Les Druzes sont une minorité de l’islam chiite. Ses membres sont répartis entre le Liban, la Syrie et Israël. « Nous sommes une partie inaliénable de la Syrie », a rappelé un porte-parole du rassemblement des autorités religieuses, chefs traditionnels et groupes armés druzes à Souweïda, ajoutant que la communauté rejetait « toute division » du pays.
Les combats en Syrie ont été déclenchés, lundi soir, par une attaque de groupes armés affiliés au pouvoir contre Jaramana, après la diffusion sur les réseaux sociaux d’un message audio attribué à un Druze et jugé blasphématoire à l’égard du prophète Mahomet. L’Agence France-Presse n’a pas pu vérifier l’authenticité du message. Les autorités syriennes ont accusé des éléments échappant à son contrôle d’avoir provoqué les violences.

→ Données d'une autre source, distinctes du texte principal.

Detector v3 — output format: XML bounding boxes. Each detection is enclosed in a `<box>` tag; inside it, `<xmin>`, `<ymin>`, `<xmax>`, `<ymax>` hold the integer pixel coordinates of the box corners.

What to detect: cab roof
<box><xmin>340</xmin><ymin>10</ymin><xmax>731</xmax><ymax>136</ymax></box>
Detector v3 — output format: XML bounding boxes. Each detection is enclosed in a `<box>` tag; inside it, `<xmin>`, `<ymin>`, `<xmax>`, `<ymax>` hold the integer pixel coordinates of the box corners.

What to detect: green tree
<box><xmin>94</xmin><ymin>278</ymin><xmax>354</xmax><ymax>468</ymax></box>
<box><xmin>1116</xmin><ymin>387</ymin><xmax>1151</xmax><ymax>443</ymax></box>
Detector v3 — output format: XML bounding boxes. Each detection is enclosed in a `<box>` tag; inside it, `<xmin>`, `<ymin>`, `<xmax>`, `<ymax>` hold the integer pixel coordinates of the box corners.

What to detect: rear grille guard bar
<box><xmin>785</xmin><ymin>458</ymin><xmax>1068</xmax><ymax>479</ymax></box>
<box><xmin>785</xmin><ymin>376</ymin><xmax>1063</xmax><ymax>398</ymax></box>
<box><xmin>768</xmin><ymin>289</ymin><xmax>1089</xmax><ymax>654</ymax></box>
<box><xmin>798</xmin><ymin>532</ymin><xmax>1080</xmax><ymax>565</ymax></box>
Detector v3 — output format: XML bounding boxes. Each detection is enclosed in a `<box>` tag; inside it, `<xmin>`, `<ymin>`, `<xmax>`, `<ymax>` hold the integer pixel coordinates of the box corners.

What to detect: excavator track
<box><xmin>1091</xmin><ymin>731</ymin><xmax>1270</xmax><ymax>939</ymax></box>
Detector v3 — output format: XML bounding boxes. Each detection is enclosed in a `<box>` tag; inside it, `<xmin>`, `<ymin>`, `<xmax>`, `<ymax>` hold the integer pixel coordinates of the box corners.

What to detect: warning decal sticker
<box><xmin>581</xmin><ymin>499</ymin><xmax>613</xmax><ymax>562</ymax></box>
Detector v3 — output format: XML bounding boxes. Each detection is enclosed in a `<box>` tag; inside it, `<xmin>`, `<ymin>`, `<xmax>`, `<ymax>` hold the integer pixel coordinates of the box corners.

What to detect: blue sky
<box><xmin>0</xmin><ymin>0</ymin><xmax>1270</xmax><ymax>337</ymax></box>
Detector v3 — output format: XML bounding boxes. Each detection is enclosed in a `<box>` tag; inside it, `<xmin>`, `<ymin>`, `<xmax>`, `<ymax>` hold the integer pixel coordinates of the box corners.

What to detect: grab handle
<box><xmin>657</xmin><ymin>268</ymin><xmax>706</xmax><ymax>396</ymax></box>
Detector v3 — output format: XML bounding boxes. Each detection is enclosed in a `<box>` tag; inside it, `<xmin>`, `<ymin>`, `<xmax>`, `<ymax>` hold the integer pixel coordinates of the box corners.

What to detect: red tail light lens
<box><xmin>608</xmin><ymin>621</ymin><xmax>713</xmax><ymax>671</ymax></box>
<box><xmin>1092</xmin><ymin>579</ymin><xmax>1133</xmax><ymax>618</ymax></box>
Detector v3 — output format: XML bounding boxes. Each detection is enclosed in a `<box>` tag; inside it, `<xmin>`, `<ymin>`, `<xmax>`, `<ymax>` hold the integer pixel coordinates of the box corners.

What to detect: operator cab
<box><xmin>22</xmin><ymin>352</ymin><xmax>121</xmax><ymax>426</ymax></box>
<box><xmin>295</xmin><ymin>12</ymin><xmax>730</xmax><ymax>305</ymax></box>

Selon un bilan de l’Observatoire syrien des droits de l’homme, ces affrontements ont fait 102 morts, dont 30 membres des forces de sécurité et combattants affiliés, 21 combattants druzes et 11 civils à Jaramana et Sahnaya. Dans la province de Souweïda, dans le Sud, 40 combattants druzes ont péri, dont 35 dans une embuscade, d’après l’ONG.